From Amazon
Remember the days of skinned knees, sliding across hardwood floors in socks, and playing with the kids next door? In the stories of
Close to Spider Man, Ivan E. Coyote sets those memories of childhood innocence against both the harsh, desolate landscape of the Yukon and the expectations of society that girls will be--should be--girls. Her coming-of-age stories are told from the perspective of young girls and women--often ones who feel they should be boys--as they become painfully aware of their sexual identity.

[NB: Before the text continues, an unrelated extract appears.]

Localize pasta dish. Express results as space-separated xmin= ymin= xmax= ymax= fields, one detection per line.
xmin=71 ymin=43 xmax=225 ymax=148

The innocence of her female characters is endearing. In "No Bikini," the six-year-old protagonist undertakes a "sex change" by pretending to be a boy all summer during swim classes, naturally feeling more comfortable sporting only her bikini bottom. According to her insightful six-year-old's reasoning, as a boy "it was easier not to be afraid of things, like diving boards and cannonballs and backstrokes, when nobody expected you to be afraid." In the title story, Coyote recalls the crazy things teenagers do for love when her unnamed main character scuttles across the roof of a building in order to break into the apartment of a love interest she believes to be in danger. The most touching story, "Red Sock Circle Dance," grants the protagonist, also named Ivan, the remarkable opportunity to come face-to-face with a younger version of herself when she meets a lover's three-year-old son, who has yet to learn that the world looks harshly on boys who wear tube tops. --Leah Eichler
From Publishers Weekly
From the far reaches of northern Alaska, the 13 brief, interconnected coming-of-age stories of Coyote's debut collection are as blissfully rich as the countryside in which they are set. All the tomboyish female storytellers are assured and absorbing, acutely aware of their emerging lesbianism while strapped with the true knowledge of "what trouble girls really were." In "No Bikini," an unnamed six-year-old narrator is fearlessly aware of her androgynous possibilities and, to the horror of her mother, spends an entire summer sans her bikini top, posing as a boy during swimming lessons. Pushing gender boundaries back even further, a woman applies to legally change her name to Ivan in "You're Not in Kansas Anymore" because Dorothy, her given name, simply "doesn't fit the rest of me." Coyote's vivid descriptions of family gatherings spiked with raw emotion make many of these stories little gems. In the moving tale "This, That, and the Other Thing," the author merges a recipe for spicy chipotle chicken with scenes from her parents' excruciating separation. The emotive "There Goes the Bride" is the anguished inner monologue of a woman attending the heterosexual wedding ceremony of her former lover. Ever proud, but mourning her loss, she finally retreats to a back corner and communes with oddball relatives. Fronted with alluring K.D. Lang album-style cover art, this lean, thoroughly entertaining literary scrapbook of Yukon lesbian life will speak strongly to lesbian readers, but deserves a crossover audience for its surefooted, humorous take on misfit love and familial solidarity. (Dec.)